Phase 1 evidence (available immediately):
- The customer screenshot
- Application logs showing the conversation in question
- The function call log showing a
get_account_detailscall with a different customer's ID
Phase 2 evidence (discovered during investigation):
- 47 other conversations in the past 72 hours where account data appeared in responses to unrelated customers
- A pattern: all affected conversations involve users who asked about "orders" and the responses contain data from alphabetically adjacent customer records
- The RAG pipeline was updated 3 days ago with a new document batch that included an improperly formatted customer data export
Phase 3 evidence (discovered during deep investigation):
- The improperly formatted document contained raw customer records mixed with FAQ content
- The RAG pipeline has no content validation or PII detection on ingested documents
- The vector similarity search occasionally retrieves customer records when users ask about "orders" because the records contain order-related keywords
- No one reviewed the document batch before ingestion — the upload was automated from a shared drive
Deliverables
Primary Deliverables
| Deliverable | Description | Weight |
|---|---|---|
| Incident timeline | Minute-by-minute timeline of response actions taken | 15% |
| Investigation report | Detailed investigation findings with evidence chain | 25% |
| Containment actions | Documented containment decisions and execution | 15% |
| Post-mortem report | Full post-mortem with root cause, impact, and improvements | 30% |
| Communication drafts | Internal escalation and customer notification templates | 15% |
Rubric Criteria
- Triage Speed (15%) — Severity is correctly assessed within the first 15 minutes of the exercise, and appropriate immediate actions are taken
- Investigation Thoroughness (25%) — All available evidence is examined and the root cause is correctly identified
- Containment Decisions (20%) — Containment actions are proportionate (not over-reacting by taking everything offline or under-reacting by leaving the system running)
- Post-Mortem Quality (25%) — Root cause analysis is accurate, impact assessment is data-driven, and recommendations address systemic issues (not just the immediate bug)

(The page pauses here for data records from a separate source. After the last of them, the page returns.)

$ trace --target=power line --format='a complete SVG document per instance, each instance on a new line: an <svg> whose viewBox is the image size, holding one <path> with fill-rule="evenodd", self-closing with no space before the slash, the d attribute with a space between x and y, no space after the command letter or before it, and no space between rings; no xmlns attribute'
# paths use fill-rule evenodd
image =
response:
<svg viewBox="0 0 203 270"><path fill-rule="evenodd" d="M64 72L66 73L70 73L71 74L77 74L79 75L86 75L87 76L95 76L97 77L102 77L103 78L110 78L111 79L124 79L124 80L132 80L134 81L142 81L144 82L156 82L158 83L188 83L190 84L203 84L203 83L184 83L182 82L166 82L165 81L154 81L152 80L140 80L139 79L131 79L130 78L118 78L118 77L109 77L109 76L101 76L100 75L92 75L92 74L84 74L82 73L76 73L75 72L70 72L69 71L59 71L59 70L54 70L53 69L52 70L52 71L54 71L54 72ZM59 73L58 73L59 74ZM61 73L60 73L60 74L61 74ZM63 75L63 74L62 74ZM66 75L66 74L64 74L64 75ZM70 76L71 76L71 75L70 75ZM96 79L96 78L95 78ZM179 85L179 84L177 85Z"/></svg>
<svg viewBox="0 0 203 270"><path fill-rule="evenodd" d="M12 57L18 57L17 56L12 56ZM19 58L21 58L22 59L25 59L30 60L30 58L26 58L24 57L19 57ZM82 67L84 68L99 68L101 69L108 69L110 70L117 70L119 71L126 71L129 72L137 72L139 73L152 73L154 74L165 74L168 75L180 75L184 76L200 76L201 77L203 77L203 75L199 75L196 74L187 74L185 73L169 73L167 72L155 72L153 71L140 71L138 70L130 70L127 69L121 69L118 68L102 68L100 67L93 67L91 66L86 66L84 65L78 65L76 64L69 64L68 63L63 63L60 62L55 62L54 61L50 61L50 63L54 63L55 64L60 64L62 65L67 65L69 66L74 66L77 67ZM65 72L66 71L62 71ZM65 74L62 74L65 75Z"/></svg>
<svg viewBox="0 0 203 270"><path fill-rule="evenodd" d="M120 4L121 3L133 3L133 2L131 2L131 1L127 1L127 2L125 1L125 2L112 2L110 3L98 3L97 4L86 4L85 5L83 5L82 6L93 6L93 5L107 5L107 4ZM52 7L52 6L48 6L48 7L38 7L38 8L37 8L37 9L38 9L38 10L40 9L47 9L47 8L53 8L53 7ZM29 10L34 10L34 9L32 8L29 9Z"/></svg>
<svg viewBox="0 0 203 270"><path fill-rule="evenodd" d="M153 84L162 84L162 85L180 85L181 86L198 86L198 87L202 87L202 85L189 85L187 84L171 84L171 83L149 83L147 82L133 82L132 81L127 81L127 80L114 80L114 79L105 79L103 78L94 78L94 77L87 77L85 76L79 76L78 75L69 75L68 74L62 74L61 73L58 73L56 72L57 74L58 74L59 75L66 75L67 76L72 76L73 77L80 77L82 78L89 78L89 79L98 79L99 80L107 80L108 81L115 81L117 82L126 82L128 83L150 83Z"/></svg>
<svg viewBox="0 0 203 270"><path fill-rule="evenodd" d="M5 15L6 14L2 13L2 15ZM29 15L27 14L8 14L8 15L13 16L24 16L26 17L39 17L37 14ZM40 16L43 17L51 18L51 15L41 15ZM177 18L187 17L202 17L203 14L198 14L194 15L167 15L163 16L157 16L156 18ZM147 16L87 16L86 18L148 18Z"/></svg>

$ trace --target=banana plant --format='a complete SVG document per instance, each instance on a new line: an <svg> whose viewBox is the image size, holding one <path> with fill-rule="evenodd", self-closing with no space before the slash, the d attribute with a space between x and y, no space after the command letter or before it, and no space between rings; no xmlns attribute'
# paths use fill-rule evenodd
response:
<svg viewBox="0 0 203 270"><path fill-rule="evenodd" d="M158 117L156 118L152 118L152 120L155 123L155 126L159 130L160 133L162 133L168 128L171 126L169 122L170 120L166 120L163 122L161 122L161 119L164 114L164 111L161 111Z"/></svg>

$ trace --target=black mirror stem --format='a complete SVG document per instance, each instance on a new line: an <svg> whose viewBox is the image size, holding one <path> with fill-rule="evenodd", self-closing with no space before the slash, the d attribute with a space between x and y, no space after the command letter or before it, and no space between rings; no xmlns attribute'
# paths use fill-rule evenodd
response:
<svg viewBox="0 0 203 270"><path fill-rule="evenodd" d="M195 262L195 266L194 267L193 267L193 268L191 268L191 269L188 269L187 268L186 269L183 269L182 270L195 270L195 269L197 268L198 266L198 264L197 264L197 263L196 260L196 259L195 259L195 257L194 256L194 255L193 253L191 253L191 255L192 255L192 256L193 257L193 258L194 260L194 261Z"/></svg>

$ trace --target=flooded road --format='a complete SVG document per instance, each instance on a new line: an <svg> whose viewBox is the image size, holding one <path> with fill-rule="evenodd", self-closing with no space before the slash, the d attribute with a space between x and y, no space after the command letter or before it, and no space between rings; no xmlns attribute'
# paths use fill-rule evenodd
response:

- Communication (15%) — Escalation and notification drafts are appropriate for their audiences (technical team, legal, affected customers)
Phased Approach
Phase 1: Detection and Triage (1 hour)
Assess severity and scope
Based on the initial evidence, determine: What data has been exposed? How many customers might be affected? Is the incident ongoing? What is the regulatory classification (PII breach, HIPAA, GDPR)? Assign an initial severity level.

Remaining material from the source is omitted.